David Jamieson
- Born: David A. Jamieson Scotland
- Height: 6 ft 2 in (1.88 m)
- Weight: 130 kg (20 st 7 lb)

Rugby union career
- Position: Tighthead Prop

Amateur team(s)
- Years: Team / Apps / (Points)
- West of Scotland
- –: Stirling County
- –: Club Olympique Creusot Bourgogne
- –: West of Scotland
- –: Ayr RFC
- –: Glasgow Hutchesons Aloysians
- –: Falkirk RFC
- –: Grangemouth Stags

Senior career
- Years: Team / Apps / (Points)
- 1997-98: Glasgow Warriors / 2 / (0)

International career
- Years: Team / Apps / (Points)
- Scotland U21

= David Jamieson (rugby union) =

Scottish rugby union player

David Jamieson (born in Scotland) is a Scottish former rugby union player who played for Glasgow Warriors at the tighthead prop position, although he can also play hooker.

==Rugby Union career==

===Amateur career===

Jamieson's rugby career spanned the amateur and professional era. In 1995 before professionalism was introduced in Scotland – Scotland would take up professional rugby a year later for the 1996–97 season – he was playing for West of Scotland. He subsequently signed for the Glasgow Warriors.

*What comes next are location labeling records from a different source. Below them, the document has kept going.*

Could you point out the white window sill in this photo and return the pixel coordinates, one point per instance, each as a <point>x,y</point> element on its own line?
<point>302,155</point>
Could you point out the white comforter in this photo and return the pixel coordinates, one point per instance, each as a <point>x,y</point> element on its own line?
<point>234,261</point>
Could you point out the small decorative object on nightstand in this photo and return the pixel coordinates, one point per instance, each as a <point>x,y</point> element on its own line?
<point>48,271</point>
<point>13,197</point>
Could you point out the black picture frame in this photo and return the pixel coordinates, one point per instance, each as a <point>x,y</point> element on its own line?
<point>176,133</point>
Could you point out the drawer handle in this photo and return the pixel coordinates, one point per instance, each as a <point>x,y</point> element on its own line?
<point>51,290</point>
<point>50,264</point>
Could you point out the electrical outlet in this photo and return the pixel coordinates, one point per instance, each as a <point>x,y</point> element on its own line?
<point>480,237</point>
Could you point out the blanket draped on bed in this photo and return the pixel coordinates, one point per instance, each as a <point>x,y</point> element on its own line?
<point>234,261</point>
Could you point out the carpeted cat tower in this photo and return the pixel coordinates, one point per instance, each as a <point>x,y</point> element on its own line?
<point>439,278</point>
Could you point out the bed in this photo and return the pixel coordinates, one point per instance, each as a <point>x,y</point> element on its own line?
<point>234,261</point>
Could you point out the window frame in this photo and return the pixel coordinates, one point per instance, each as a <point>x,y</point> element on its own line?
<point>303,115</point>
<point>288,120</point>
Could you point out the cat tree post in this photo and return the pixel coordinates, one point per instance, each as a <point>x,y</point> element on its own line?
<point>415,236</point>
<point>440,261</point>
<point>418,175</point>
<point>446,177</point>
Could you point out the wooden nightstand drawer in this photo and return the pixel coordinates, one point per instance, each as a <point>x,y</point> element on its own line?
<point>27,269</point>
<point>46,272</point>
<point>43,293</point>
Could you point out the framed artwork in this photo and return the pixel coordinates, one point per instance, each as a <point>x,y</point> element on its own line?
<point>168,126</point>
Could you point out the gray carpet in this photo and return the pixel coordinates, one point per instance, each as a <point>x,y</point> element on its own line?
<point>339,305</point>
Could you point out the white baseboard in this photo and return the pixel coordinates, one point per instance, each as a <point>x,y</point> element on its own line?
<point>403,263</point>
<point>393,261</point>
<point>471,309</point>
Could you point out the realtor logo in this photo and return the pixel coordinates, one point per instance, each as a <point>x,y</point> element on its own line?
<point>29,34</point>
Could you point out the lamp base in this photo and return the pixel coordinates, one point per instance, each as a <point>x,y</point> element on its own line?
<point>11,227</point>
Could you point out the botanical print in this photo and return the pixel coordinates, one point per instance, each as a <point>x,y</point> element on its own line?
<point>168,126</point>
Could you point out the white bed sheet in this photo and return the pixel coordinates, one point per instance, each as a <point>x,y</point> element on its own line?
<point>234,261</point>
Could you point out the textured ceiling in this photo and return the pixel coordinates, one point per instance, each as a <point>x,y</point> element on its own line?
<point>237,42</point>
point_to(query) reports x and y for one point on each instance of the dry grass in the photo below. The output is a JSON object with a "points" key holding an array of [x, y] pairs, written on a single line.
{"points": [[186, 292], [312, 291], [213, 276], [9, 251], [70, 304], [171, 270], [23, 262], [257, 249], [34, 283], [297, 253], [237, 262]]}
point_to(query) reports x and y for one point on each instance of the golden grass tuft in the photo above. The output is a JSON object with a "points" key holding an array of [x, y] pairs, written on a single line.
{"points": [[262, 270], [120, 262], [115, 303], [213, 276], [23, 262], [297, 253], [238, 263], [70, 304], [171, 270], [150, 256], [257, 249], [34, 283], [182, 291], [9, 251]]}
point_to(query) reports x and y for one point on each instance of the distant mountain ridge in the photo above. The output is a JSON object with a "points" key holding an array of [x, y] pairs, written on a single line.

Whilst not involved with the professional provincial Glasgow side in the 1997–98 season, Jamieson played amateur rugby with Stirling County.

In 2000, he was back at West of Scotland and played at the opening of West's new stand at Burnbrae. However at the start of the 2000–01 season, following West's demotion to Division 2, he was one of 14 players that staged a walk-out of the club. He then signed for Ayr RFC.

By 2002, Jamieson was playing at Glasgow Hutchesons Aloysians. but they were also relegated to Division 2 in 2005.

In 2010, the prop was now playing at Falkirk RFC

By 2013, Jamieson was playing for the Grangemouth Stags. They played in the RBS Bowl Final against Oban Lorne that year.

===Professional and provincial career===

In 1995 he was also being selected for the Under 21 Glasgow District side They won the Championship in 1995-96. By the end of 1995, Jamieson was on the bench for the full Glasgow District side.

Jamieson played for Glasgow in the 1997–98 season. He was on the bench in the pre-season friendly match against the Australian Super Rugby side Brumbies. He came on for Mike Beckham at Tighthead Prop.

In 1999 he was signed by Le Creusot-Montchainin, now Club Olympique Creusot Bourgogne.

===International career===

He played for Scotland Under 21s against Ireland at Blackrock in 1996, and against France.